Art for All: British Posters for Transport (Yale Center for British Art)

Railway Posters 1923-1947

as well as from Michael Heller’s paper, Corporate Brand Building at Shell-Mex Ltd in the Interwar Period.  Do ask if you want any more detail and I will do my best.

Keep the noise down

We’re all about selling this week on Quad Royal.  Partly because time for contemplation is a bit thin on the ground, but also because there’s a lot of stuff about demanding our attention.

Firstly, Fougasse.

Fougasse YWCA World War two poster

Quite a number of his posters are currently being sold by a dealer called Neil Jennings.  Now I wouldn’t usually bother you with this kind of thing, but these are quite an impressive set.

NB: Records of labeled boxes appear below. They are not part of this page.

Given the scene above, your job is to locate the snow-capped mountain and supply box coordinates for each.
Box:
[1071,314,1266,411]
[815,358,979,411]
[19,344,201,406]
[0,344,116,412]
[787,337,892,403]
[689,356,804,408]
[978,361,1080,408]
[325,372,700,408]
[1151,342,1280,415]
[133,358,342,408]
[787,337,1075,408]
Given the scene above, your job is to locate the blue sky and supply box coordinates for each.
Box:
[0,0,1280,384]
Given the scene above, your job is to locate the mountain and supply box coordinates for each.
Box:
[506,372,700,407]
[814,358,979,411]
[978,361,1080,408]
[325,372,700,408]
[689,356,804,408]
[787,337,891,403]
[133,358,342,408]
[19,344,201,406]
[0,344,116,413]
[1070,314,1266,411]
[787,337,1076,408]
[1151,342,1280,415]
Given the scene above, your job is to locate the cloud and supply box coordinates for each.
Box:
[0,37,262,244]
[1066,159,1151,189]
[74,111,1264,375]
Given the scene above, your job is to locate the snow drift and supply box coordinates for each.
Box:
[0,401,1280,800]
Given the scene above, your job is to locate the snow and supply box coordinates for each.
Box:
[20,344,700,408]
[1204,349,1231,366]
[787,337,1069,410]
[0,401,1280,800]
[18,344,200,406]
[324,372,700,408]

Fougasse NSPCC poster world war two

To start with, they’re not the most reproduced examples of his work (there are some that I haven’t seen before; but then Mr Crownfolio says he’s come across them all, so I clearly haven’t been paying proper attention).

Fougasse Wartime blackout poster

They’re also interesting because of their provenance, which is from the family.  Hence the pristine condition.

Clatter does matter Fougasse post war hospital poster

Finally, I do rather like the series that he did about noise for hospitals, not just because they’re less common and I hate extraneous noise, but also because the one below is curiously modern.

Clatter does matter fougasse hospital poster

And I’ve definitely never seen it before.

I’m not sure why I’m being nice to Neil Jennings, though.  He waved this in front of me.

Barbara Jones Black Eyes 1951 exhibition poster

Now I’ve raved about this before.  It’s Barbara Jones’ poster for the exhibition she curated as part of the Festival of Britain, and it’s one of the very small list of posters that Mr Crownfolio and I would buy at almost any price.  I didn’t think I’d ever see it turn up, to be honest.  But Neil Jennings has only gone and sold it already.  Humph.

Elsewhere in the world of dealerism, something which is definitely not for me but I will tell you about as it is slightly out of the normal run of things.  The Travelling Art Gallery, who mostly deal in carriage prints, are selling seven Norman Wilkinson original art works.

Norman Wilkinson Cairngorms LMS original painting for poster

This is his painting for the 1930 LMS poster of the Cairngorms below.

Norman Wilkinson Cairngorm mountains LMS Poster 1930

These come with a good story, too.  All seven were apparently found down the back of a wardrobe in North London.  A wardrobe which did once belong to an LMS official, so that’s a fair kind of provenance.

They have been priced quite highly though.  The Cairngorms artwork has a reserve of £2,500, whereas the poster itself went for just £400 at Morphets earlier this year, so we’ll have to see whether or not Wilkinson’s reputation means that his artwork commands that high a premium over the poster when most don’t.  Although the way that the auction is being conducted – bids to be sent in before the 31st October – means that we might in fact never find out.  I imagine poster collectors and Wilkinson fans will find that a bit of a shame.

I have to say that I prefer the slightly enhanced contrast and colour of the poster to the original artwork itself.  But I may be in a minority there.